In 1993 Mandela and de Clerk were jointly awarded the Nobel Peace Prize for their negotiations and cooperation.
1994 was the first year for multi-racial elections in South Africa and Nelson Mandela won and was inaugurated as the first black president of South Africa May 10, 1994. Mandela made the National Party's F.W. de Clerk his first deputy.
Mandela had a huge challenge in a disrupted South Africa that was trying to bring together the white and black South Africans. One of those attempts was in getting all South Africans behind the Springboks, the South African national rugby team that was hated by black-South Africans.
Mandela also had a number of challenges, but is particularly marked by his attention to problems AIDS in Africa.
In 1998 was re-married to his 3rd wife on his 80th Birthday. His bride, Graça Machel, was the widow of the former president of Mozambique who had died 12 years earlier in a plane crash.

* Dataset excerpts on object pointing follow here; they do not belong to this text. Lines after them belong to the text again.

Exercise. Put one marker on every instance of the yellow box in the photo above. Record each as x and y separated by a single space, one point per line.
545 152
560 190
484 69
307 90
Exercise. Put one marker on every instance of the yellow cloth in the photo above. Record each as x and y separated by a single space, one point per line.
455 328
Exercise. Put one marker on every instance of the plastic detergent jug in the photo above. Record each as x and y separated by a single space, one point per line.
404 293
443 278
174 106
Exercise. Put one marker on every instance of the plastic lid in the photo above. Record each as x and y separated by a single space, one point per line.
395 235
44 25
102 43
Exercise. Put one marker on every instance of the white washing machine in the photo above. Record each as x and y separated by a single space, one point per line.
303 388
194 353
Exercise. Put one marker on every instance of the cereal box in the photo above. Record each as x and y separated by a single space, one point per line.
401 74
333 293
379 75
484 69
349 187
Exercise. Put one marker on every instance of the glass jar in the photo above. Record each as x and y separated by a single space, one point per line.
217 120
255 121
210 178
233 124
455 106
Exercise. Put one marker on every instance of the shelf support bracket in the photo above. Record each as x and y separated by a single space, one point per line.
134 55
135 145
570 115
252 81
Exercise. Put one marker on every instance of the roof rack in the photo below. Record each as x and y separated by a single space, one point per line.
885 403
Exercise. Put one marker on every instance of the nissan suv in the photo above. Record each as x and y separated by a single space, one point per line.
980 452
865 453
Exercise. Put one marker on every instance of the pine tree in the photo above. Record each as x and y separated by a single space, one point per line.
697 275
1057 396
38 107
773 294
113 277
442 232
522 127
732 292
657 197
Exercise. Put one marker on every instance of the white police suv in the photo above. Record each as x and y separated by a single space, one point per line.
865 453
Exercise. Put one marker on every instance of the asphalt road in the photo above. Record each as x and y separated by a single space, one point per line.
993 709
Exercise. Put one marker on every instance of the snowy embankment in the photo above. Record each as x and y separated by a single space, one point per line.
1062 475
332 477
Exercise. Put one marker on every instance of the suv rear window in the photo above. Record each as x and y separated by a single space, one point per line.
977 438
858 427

In 1999, Mandela decided not to run for a second term of office retired from the presidency at the age of 80. His friend Thabo Mbeki succeeded him.
Despite retiring from public office, his involvement in politics and the world continues, despite his age and battles with prostate cancer.
In 2013 Mandela continued to struggle with his health. On his 95th birthday (July 18, 2013) Mandela was in a hospital in Pretoria.
Mandela: Long Walk to Freedom
The film Mandela: Long Walk to Freedom tells the story of Mandela's journey from young child to become the first democratically elected president of South Africa.
In addition to starring Idris Elba in the title role Naomie Harris is featured in the role of Winnie Mandela.
The Weinstein Company have announced that they will be releasing this film in limited release the end of November.
It's only been a few years since Morgan Freeman was nominated for his portrayal of Nelson Mandela. Will Idris Elba receive similar praise and attention, perhaps an Oscar nomination or win for his performance as this Reel (Real) Person?